Proposed oil field in southern Africa could threaten over 130,000 elephants, regional ecosystem and local communities
06/25/2021 // Arsenio Toledo // Views

An oil and gas company is planning to build a massive new oilfield in one of the world's last untapped wildernesses in southern Africa. This proposed oilfield will threaten the lives of over 130,000 elephants, as well as the regional ecosystem and any community living in the area.

The proposed oilfield would be set up by ReconAfrica, an oil and gas company headquartered in Canada and listed on the stock exchanges of two other countries. The company has already leased more than 34,000 square kilometers (13,127 square miles) of land in the Kavango Basin, an area that covers most of the southern African nations of Namibia and Botswana. (Related: Poaching rates DOWN for elephants compared to a decade ago, but they're not out of the woods yet.)

Conservationists believe the proposed oilfield would devastate regional ecosystems and wildlife as well as local communities located within and around the vicinity of the oilfield.

Oilfields would drive elephants closer to extinction

Conservationists in Africa and all over the world are up in arms over the proposed oilfield.

"It is incomprehensible that ReconAfrica's hunt for fossil fuels is going ahead," said Rosemary Alles, president and co-founder of the Global March for Rhinos and Elephants. "Fewer than 450,000 elephants survive in Africa, down from millions not so long ago: 130,000 of these have established this region as a home range, and ReconAfrica's misbegotten plans place them at direct risk."

The government of Namibia said it has only sold exploratory licenses to oil companies like ReconAfrica. These licenses do not allow the companies to conduct oil drilling operations.
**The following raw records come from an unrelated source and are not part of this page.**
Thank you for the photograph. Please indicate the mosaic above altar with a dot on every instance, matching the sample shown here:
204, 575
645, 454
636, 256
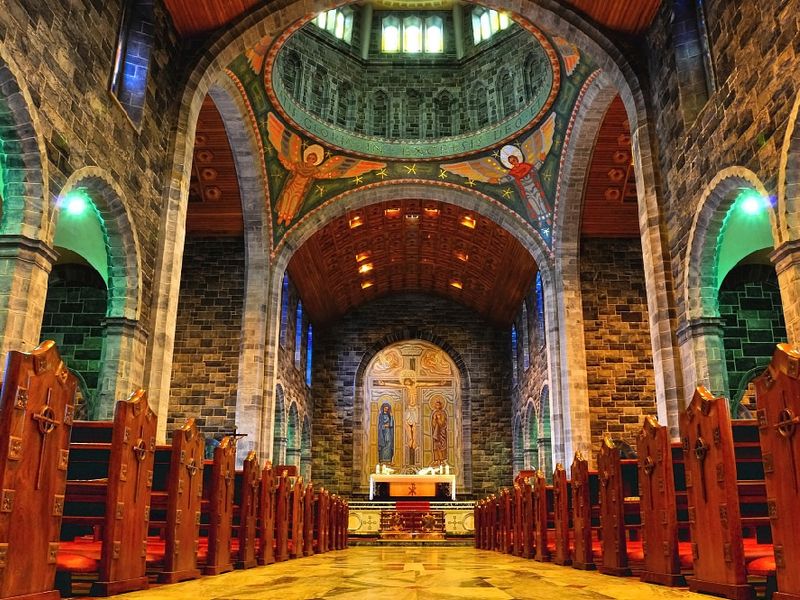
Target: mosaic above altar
511, 155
The government further claims that these exploratory wells are not located in any "conservancy or environmentally sensitive areas and will have no significant impact on our wildlife."
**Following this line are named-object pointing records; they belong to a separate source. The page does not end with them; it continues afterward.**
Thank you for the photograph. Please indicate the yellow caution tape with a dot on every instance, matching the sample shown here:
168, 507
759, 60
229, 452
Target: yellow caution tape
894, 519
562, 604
But scientists, environmentalists and people living within the vicinity of the proposed oilfields say otherwise. They believe ReconAfrica's project will have a critical effect on water supplies and threaten the Okavango Delta, a huge pristine wilderness and UNESCO World Heritage Site in neighboring Botswana.

"Every element of this process – from new roads to drilling sites, refineries to terminals – will devastate the ecosystem and the local communities that depend on it for farming and fishing," said Nnimmo Bassey, a Nigerian environmental justice advocate and leader of Health of Mother Earth Foundation and Oilwatch Africa.
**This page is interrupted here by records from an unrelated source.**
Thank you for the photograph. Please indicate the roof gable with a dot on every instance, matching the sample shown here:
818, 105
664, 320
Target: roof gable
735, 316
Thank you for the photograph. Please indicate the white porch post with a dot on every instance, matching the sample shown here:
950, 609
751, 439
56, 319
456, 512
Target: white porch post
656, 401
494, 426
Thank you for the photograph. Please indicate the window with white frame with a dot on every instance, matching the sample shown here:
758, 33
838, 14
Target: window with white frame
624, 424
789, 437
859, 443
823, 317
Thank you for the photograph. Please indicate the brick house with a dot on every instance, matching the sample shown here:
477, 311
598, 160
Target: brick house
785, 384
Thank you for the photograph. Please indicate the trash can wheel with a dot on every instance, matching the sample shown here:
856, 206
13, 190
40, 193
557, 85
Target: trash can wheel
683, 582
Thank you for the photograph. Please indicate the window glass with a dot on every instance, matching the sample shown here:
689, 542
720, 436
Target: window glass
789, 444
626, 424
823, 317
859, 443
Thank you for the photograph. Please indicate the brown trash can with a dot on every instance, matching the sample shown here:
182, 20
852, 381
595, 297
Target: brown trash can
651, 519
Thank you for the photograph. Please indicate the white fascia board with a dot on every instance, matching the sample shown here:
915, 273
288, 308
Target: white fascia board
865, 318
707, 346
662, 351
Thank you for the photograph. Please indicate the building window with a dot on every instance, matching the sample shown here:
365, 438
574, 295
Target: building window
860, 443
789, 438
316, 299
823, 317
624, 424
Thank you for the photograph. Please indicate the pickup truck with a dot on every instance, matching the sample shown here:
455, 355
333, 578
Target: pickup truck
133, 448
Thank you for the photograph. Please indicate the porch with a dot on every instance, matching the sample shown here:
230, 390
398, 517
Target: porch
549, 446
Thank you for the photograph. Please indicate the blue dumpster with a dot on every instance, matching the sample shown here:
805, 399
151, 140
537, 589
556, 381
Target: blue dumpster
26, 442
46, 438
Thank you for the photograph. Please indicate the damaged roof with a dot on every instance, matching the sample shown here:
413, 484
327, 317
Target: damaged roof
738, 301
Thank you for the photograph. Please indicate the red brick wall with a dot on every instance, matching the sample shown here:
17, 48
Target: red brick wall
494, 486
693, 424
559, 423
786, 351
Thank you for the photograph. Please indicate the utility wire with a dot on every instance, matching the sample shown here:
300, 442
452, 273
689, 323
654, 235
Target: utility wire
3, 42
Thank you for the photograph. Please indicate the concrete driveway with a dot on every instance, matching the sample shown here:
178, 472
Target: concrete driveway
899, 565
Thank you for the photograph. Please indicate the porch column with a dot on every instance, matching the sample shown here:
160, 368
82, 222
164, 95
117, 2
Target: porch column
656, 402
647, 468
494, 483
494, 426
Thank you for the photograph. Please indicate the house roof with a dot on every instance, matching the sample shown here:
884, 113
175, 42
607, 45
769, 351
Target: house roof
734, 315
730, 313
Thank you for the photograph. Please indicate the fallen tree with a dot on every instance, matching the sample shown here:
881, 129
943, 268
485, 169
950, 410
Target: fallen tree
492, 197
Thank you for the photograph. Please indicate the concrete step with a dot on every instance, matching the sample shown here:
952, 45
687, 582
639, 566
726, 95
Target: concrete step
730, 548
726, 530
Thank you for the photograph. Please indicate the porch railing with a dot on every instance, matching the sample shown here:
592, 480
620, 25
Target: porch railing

"Searching for new oil wells at this time simply means searching for trouble for our nations and for the planet," said Bassey.

Alles added on to this by saying that the noise and vibrations created by the exploratory drilling and the increased human activity would be enough to significantly disturb the elephants.

"This can drive them away from their ancient migratory routes and closer to villages and agricultural areas, leading to more human-elephant conflict," said Alles.

ReconAfrica has denied the charge that its proposed oilfield would threaten the local environment. The company said the project would bring jobs and huge economic benefits to Botswana and Namibia. The company estimated that the proposed oilfield could potentially generate between 60 to 120 billion barrels of oil and be worth billions of dollars to the two affected countries.

A company spokesperson said the region's energy industry could be developed in a way that significantly minimizes the risk to the local environment.

The spokesperson added that there were measures in place to address concerns regarding noise and vibration. He said the company had also installed solar-powered community water wells for the local communities. To protect the ecosystem, the company claimed it was using water-based, biodegradable and chloride-free drilling fluids. To not hinder elephant communication, the company was also supposedly using low-frequency equipment that would not be used at night, when elephants typically communicate.

"We are committed to continuing to work closely with, and under the direct oversight of, the governments in both countries, as well as their regional and traditional authorities, to ensure we continue to comply with relevant laws and regulations throughout all the stages of our operation."